Nonetheless, the outcome of Monday’s election still assumes importance. The heart of the matter is that unless there is a decisive victory by either side, which seems improbable, the country is heading for political instability and the gathering storms on the horizon portend a time of troubles.
First and foremost, whichever side wins the election, given the fractious nature of Sri Lankan politics – especially since the current president Maithripala Sirisena backstabbed Rajapaksa and went on to win the presidential poll in January with the backing of Wickremesinghe – a deepening of the factional fight within the ruling Sinhala elite is almost certain to ensue.

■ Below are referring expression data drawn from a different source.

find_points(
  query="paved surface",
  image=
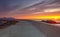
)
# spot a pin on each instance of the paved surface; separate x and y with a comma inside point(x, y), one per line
point(21, 29)
point(31, 29)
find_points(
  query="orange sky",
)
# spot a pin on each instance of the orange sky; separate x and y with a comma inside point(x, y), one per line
point(51, 15)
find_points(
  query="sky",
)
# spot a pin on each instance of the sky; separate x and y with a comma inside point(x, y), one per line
point(29, 8)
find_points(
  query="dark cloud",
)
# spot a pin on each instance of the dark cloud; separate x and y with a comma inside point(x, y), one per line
point(8, 5)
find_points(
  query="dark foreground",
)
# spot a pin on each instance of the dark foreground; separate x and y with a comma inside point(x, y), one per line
point(30, 29)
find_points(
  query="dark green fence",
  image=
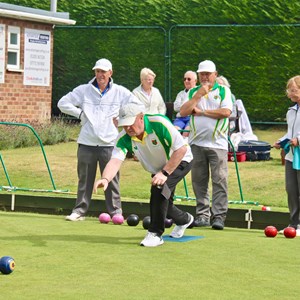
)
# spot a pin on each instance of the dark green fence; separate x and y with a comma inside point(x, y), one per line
point(256, 59)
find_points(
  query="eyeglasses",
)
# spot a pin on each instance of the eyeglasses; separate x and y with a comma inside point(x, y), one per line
point(288, 91)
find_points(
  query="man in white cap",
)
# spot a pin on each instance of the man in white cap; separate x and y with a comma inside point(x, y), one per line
point(162, 151)
point(210, 106)
point(96, 104)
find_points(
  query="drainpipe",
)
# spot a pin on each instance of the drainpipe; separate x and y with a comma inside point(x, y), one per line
point(53, 5)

Sirisena has threatened to keep Rajapaksa out of power, no matter the result of Monday’s poll. On the other hand, a government led by Wickremesinghe would have to heavily depend on the support of the Tamil and Muslim minorities, which in turn would leave a big chunk of the Sinhala electorate (supporting Rajapaksa) feeling disenfranchised.

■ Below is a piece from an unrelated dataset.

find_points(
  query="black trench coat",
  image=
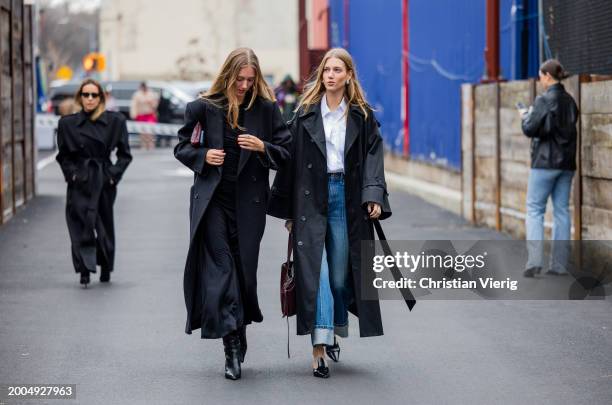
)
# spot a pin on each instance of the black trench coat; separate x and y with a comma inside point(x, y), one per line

Second, the Sri Lankan economy faces an adverse external environment in conditions where the commodity prices are slumping. Tea and rubber exports are hit badly. The apparel exports to the US and Europe have fallen. Unemployment is running high among the youth.
The debt-servicing expenditure is extremely high, amounting to over 95 percent of the revenue. Saddled with the rupee debt at 8.8 trillion rupee, borrowing from the International Monetary Fund has become imperative, and, sure enough, IMF has demanded deep spending cuts as the precondition of any new loan.
The new government – be it under Rajapaksa or Wickremesinghe – can be expected to impose an austerity agenda with drastic inroads into wages, working conditions and budget spending. In sum, Sri Lanka is heading for social unrest and political agitations by various discontented, dispossessed, disadvantaged sections of the population.
A third vector concerns Sri Lankan Tamil politics. Under combined American and Indian prodding, the main Tamil party, the Tamil National Alliance (TNA) has been pursuing the politics of power-sharing with the Sinhala elites in Colombo led by Sirisena and Wickremesinghe.
But in the past six-month period, nothing substantial has changed in the lives of the Tamil people. There has been no real easing of the repression of Tamils by Colombo. However, for the leadership of the TNA, drawn from the Tamil elites, the priority has been – and still is – to strike power-sharing bargains with Sirisena.
The TNA leadership is pinning hopes on the Sirisena-Wickremesinghe combine running the next government and itself becoming a coalition partner in it. To be sure, the TNA leaders will ultimately bargain for the loaves of office for themselves as quid pro quo for their support to Sirisena and Wickremesinghe.
The TNA leaders count on the “international community” to intervene in Sri Lankan politics to help secure justice for the Tamil people. They seem to have forgotten the dubious role played by the “international community” all along in exploiting the Tamil problem in their self-interests.
Curiously, the TNA’s election manifesto says, “The TNA is firmly of the view that international auspices are necessary to achieve permanent peace through genuine reconciliation, thereby enabling all peoples living in Sri Lanka to live as equal citizens”. The tragedy (or bankruptcy) of Tamil nationalism in Sri Lanka seems to be repeating itself.